Farmers are already signing up to host the Northland rural industry's newest on-farm internship.
The farmers are part of growing regional support for the new Whangarei A&P Society Farm Intern Programme. The first students in the programme are expected to take up their internships in February.
More than 40 people last week expressed interest in the new programme, 30 of these attending a special meeting in Barge Park, Whangarei, for potential farm hosts to find out more about the new internships, said A&P society chief executive Chris Mason.
Beef and dairy farmers from Wellsford to Dargaville and Kaitaia are showing interest. Those who commit will be hosting intern students for two years. "It's great to see the enthusiasm for the programme," Mason said.
Potential students — from country and city — are also lining up for the internship, already putting their names forward as well.
Students will learn a wide range of skills during their on-the-job internship. They'll work on farm, leaving their host properties once a week for a communal class focused on specific topics. Opportunity exists for shared on-farm learning during which students visit participating farms at times of high workload to share the tasks at hand.
Farmers involved will meet quarterly as well.
Students need to be 18-24 years old to be part of the internship.
"We want to provide the right skills and instil the right attitudes so interns are job ready, employable in the industry while also being 'good citizens'," Mason said.
These skills are broad and include chainsaws, milking cows, shearing and knowing how to cook things like a roast or porridge.
Mason said nutrition and learning to look after themselves was an important part of being a successful farm worker.
Two-minute noodles would not sustain a day's farm work, Mason said.
Wanganui-based Land Based Training will carry out the Northland intern training programme. (Its work along the same lines has been highlighted on Country Calendar in a programme on Otiwhiti Station, Hunterville.)
The internship has already been generally promoted to Northland schools through their industry's annual careers expo for training providers and roadshow earlier this year.

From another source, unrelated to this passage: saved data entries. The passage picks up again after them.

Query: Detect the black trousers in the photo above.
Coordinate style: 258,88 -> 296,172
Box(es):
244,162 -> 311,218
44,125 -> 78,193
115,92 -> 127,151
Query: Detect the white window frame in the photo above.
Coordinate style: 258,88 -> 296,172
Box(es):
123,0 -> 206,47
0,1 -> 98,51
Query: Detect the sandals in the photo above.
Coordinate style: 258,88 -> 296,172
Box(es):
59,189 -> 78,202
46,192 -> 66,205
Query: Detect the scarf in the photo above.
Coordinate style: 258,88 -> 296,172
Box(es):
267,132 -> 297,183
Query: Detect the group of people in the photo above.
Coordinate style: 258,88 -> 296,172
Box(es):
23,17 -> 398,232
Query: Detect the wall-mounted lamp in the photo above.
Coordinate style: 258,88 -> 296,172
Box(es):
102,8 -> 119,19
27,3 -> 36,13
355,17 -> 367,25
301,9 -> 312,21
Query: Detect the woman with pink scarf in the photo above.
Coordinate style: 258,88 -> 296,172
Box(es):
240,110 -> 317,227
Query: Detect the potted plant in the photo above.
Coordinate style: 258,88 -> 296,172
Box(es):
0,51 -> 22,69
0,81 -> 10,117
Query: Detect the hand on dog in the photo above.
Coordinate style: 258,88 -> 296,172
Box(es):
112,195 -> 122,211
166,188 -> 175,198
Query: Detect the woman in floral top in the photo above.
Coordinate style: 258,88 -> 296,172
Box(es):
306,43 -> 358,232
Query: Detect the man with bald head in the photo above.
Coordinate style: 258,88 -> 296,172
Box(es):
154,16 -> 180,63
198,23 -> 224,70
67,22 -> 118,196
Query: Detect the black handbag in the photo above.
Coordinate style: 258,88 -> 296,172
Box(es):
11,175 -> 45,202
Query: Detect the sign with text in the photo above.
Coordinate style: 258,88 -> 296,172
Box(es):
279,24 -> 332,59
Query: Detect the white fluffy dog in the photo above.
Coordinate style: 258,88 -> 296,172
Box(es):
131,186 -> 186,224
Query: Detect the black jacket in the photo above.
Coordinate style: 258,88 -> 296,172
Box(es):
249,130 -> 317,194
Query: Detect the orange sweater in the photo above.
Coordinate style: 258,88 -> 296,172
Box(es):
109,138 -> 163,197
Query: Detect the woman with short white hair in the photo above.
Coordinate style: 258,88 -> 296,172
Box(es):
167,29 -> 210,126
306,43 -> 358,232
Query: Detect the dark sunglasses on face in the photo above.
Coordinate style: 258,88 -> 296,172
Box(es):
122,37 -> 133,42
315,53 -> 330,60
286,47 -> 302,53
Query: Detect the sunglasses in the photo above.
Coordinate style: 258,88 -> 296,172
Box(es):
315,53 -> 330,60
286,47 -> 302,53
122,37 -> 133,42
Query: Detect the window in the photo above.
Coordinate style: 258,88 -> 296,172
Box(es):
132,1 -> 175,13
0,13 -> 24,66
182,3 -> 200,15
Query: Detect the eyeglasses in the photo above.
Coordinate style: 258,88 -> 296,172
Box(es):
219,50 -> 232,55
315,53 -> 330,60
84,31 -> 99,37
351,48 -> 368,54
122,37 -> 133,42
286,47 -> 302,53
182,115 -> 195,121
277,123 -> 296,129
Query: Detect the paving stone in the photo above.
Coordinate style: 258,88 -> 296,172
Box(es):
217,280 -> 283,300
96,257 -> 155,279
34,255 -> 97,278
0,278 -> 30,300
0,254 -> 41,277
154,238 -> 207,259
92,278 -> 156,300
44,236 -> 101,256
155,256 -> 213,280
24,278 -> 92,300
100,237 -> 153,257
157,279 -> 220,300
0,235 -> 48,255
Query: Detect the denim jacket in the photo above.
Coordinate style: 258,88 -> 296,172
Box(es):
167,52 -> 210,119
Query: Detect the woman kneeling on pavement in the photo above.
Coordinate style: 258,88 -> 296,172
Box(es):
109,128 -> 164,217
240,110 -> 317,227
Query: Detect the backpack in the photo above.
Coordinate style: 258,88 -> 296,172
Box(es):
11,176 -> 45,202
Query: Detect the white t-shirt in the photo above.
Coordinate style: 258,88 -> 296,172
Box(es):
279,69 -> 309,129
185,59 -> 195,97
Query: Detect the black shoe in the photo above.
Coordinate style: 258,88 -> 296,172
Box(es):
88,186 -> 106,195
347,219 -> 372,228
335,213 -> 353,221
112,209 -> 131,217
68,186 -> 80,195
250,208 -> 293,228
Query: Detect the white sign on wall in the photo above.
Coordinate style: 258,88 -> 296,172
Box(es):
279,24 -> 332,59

Further promotion will start with students in September.
The next step in the process of setting up the new Northland internship is formalising links with farmers who express interest.
Mason said she was pleased with how the new internship opportunity was developing.
There was a general sense among Northland farmers interested in hosting that there was a need to step up to play their part in what is a recognised labour shortage in the sector.
The Northland development is being watched with interest in other parts of New Zealand.